The 'Initiative on Climate Action and Nutrition (I-CAN)' was been launched at COP27 to address the two priorities of climate and nutrition in an integrated way and accelerate progress. Pioneered by the Government of Egypt, I-CAN has been launched in partnership with GAIN, World Health Organization, FAO, other UN agencies, and other partners. It will help foster collaboration to accelerate transformative action to address the critical nexus of climate change and nutrition.
Climate change impacts and risks are becoming increasingly complex and more difficult to manage. Simultaneously, the world is facing the complex challenges of hunger and multiple forms of malnutrition, where over 30% of the world’s population is facing micronutrient deficiency, and 828 million people are undernourished, while 676 million are obese. Malnutrition especially affects vulnerable groups including children, women, indigenous peoples, migrants and refugees. Climate change is impacting food, diets, health, social protection, and water/sanitation systems that are fundamental for good nutrition. The impact of climate change further threatens global food security and nutrition through a variety of forces. These include a predicted decline in global crop productivity, a steep increase in food prices — which will impact overall calorie consumption, as well as the nutritional quality of diets, as people shift to cheaper, less nutrient-rich foods — and changes in nutrient levels in some crops.
The bidirectional relationship between nutrition and climate change means that sustainable, resilient and healthy diets are a critical link between nutrition and climate change, a prerequisite to good nutrition and a necessary condition for addressing all forms of malnutrition, as well as a driver of sustainable development. A shift towards sustainable, climate resilient, healthy diets would help reduce health and climate change costs by up to US$ 1.3 trillion, while supporting food security in the face of climate change. However, ending hunger and all forms of malnutrition depends not only on food systems but also health, social protection, and WASH systems. Therefore, climate action positively impacting health and water and sanitation systems can also benefit nutrition, and thus sustainable development, for win-win solutions.

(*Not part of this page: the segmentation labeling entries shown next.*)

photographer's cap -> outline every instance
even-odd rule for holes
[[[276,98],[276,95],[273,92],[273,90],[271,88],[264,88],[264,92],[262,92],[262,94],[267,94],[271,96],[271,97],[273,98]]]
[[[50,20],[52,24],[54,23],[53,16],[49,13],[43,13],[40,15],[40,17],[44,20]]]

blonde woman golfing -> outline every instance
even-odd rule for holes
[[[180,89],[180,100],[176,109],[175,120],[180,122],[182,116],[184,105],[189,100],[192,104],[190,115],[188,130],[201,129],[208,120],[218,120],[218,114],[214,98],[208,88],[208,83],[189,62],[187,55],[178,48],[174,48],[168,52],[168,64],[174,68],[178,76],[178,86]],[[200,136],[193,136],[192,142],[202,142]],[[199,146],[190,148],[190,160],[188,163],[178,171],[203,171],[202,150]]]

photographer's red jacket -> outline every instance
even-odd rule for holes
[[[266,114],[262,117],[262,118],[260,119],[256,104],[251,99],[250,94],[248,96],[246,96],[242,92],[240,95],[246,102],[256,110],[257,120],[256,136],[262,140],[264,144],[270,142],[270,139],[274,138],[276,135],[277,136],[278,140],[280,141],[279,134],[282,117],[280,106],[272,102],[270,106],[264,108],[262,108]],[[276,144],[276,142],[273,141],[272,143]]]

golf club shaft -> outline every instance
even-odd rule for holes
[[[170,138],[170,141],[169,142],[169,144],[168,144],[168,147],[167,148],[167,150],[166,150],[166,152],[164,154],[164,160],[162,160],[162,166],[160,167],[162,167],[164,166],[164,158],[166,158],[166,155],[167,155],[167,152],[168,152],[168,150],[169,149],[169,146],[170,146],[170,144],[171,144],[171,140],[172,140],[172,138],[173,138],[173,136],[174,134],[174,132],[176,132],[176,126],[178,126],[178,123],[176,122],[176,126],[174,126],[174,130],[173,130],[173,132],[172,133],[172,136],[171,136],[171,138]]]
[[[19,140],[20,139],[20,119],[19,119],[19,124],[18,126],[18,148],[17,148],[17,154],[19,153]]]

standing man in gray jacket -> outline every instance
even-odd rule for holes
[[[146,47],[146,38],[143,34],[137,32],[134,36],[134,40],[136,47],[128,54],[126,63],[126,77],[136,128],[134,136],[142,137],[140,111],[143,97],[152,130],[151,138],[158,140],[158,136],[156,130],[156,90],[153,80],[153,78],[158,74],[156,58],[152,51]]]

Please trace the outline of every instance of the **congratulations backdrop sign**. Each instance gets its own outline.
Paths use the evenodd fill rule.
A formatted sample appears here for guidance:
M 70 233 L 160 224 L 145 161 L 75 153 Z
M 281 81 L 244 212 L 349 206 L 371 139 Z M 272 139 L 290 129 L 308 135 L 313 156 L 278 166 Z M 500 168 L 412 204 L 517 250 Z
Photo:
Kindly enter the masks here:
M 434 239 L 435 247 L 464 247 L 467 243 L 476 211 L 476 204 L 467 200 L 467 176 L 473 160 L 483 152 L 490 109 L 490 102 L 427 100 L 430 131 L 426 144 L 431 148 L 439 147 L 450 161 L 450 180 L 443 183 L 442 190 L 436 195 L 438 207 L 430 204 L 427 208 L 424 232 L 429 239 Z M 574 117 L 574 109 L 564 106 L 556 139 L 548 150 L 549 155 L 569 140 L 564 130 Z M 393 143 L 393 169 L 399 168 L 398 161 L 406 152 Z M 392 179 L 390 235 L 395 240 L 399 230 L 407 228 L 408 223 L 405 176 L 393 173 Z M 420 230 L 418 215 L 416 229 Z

By addressing these two priorities in an integrated way we can accelerate progress in both. For example, healthier diets tend to be more climate friendly; preventing food loss prevents nutrient loss and unnecessary GHG emissions; climate-smart agriculture can be nutrition smart agriculture if the focus is on nutritious foods; and nutritious food sourced for school meals can come from climate-smart supply chains. Business as usual will not allow countries to realize their targets of Agenda 2030, including those of SDG 13 (Climate Action), SDG2 (End Hunger) and SDG3 (Health). Transformative policy and action is needed to deliver sustainable, resilient and healthy diets to generate multiple benefits across SDGs.